A main theme of this series has been whether or not the young Kang can fight against his fate to become the famous super-villain we all know him to be. Well, we get the answer in this in glorious fashion as young Nathaniel slowly but surely becomes who he fought so hard against. This is something well-established in the previous issues as he fought against his older selves, that he was becoming more and more like Kang.
It all builds up to an epic moment with grand art and imagery from Carlos Magno and Espen Grundetjern that indisputably christens the time traveler as Kang The Conqueror. There is a page in here that readers will not be able to miss and it will be the best page in the comic. And while he has accepted his destiny as Kang The Conqueror, he still has one last fight to face.
Now, this is where the comic is at its weakest, and simultaneously it’s most interesting, as we see Kang do everything in a blur. He conquers enemies across space and history, some fans will recognize, others who are totally forgettable. But it’s all to get Kang to the true fight of his life: saving “Ravonna” from her fate. As the series demonstrates, history keeps catching up with the young Kang as it did with his older selves.

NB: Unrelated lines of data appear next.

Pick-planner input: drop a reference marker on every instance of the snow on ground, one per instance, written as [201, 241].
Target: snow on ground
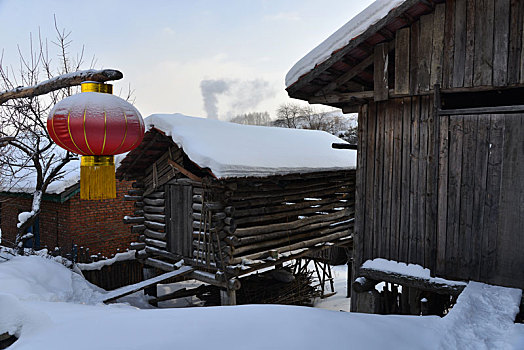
[234, 150]
[50, 307]
[406, 269]
[349, 31]
[339, 301]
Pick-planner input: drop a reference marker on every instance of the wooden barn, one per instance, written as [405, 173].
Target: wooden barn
[439, 89]
[230, 199]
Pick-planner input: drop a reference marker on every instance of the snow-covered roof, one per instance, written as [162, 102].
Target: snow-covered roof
[234, 150]
[342, 37]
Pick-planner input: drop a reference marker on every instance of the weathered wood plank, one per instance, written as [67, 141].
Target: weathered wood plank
[466, 196]
[449, 48]
[424, 56]
[380, 76]
[370, 171]
[414, 179]
[515, 40]
[405, 182]
[396, 121]
[413, 59]
[479, 192]
[179, 220]
[439, 20]
[360, 195]
[470, 43]
[378, 242]
[492, 203]
[501, 42]
[422, 180]
[387, 180]
[454, 182]
[411, 281]
[431, 190]
[402, 43]
[459, 54]
[510, 245]
[483, 67]
[522, 53]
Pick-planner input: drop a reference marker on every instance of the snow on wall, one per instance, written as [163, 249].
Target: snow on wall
[234, 150]
[349, 31]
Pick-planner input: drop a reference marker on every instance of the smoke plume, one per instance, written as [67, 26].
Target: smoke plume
[240, 96]
[210, 89]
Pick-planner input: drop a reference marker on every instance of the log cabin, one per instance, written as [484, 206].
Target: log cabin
[230, 199]
[439, 91]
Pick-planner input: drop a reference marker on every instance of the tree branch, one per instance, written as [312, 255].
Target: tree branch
[60, 82]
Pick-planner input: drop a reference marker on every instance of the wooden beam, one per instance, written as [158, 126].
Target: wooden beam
[402, 43]
[184, 171]
[381, 72]
[121, 292]
[61, 82]
[353, 72]
[440, 287]
[359, 41]
[341, 98]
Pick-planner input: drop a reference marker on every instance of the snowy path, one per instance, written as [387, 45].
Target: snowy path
[49, 307]
[483, 318]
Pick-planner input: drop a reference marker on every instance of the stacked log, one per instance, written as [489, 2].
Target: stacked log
[238, 221]
[256, 219]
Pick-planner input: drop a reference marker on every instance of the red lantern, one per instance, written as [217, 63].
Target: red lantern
[96, 125]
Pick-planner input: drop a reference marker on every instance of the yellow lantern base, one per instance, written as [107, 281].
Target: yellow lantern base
[97, 177]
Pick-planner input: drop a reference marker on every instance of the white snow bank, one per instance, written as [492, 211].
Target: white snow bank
[18, 319]
[482, 318]
[33, 278]
[234, 150]
[349, 31]
[45, 305]
[406, 269]
[97, 265]
[25, 180]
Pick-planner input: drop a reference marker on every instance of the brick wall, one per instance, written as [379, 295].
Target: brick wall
[97, 225]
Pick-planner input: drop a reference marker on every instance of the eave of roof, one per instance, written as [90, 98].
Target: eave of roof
[399, 17]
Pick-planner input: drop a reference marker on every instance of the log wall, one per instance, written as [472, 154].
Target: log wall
[443, 193]
[216, 224]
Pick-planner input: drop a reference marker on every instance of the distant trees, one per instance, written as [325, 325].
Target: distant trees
[293, 115]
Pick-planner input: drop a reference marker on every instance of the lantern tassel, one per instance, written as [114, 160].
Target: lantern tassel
[97, 177]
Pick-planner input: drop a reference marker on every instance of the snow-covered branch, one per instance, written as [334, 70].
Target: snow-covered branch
[60, 82]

Like before, Kang meets another Ravonna, not the same one featured in the comic’s first half (let’s call her Soldier Ravonna), but Princess Ravonna, ruler of the last free kingdom on Earth in the 41st century. She’s a different person but with the same name and spirit as the other “Ravonnas” Kang has met. In the original comics, Princess Ravonna was loved by Kang but she died by a shot to the back from a traitorous general. This time, Kang is determined to not only prevent that fate, but be the man she always wanted him to be: A hero. The thing is, this also goes by in a blur; everything he does to become a “hero” is rushed in a matter of several panels. So, there’s no real experience of this part of his life, and it just feels like a quick detour.
Kang The Conqueror #4 brings the story of the young time traveler full circle as he returns to the far future. But this is where the story shifts from Kang’s war against himself to his romance with Ravonna. The series and this comic hinges on the relationship between Kang and Ravonna, and that takes center stage with all the battles and conflicts as window dressing for the comic. The art and colors by Carlos Magno and Espen Grundetjern are spectacular with imagery that does Kang The Conqueror justice.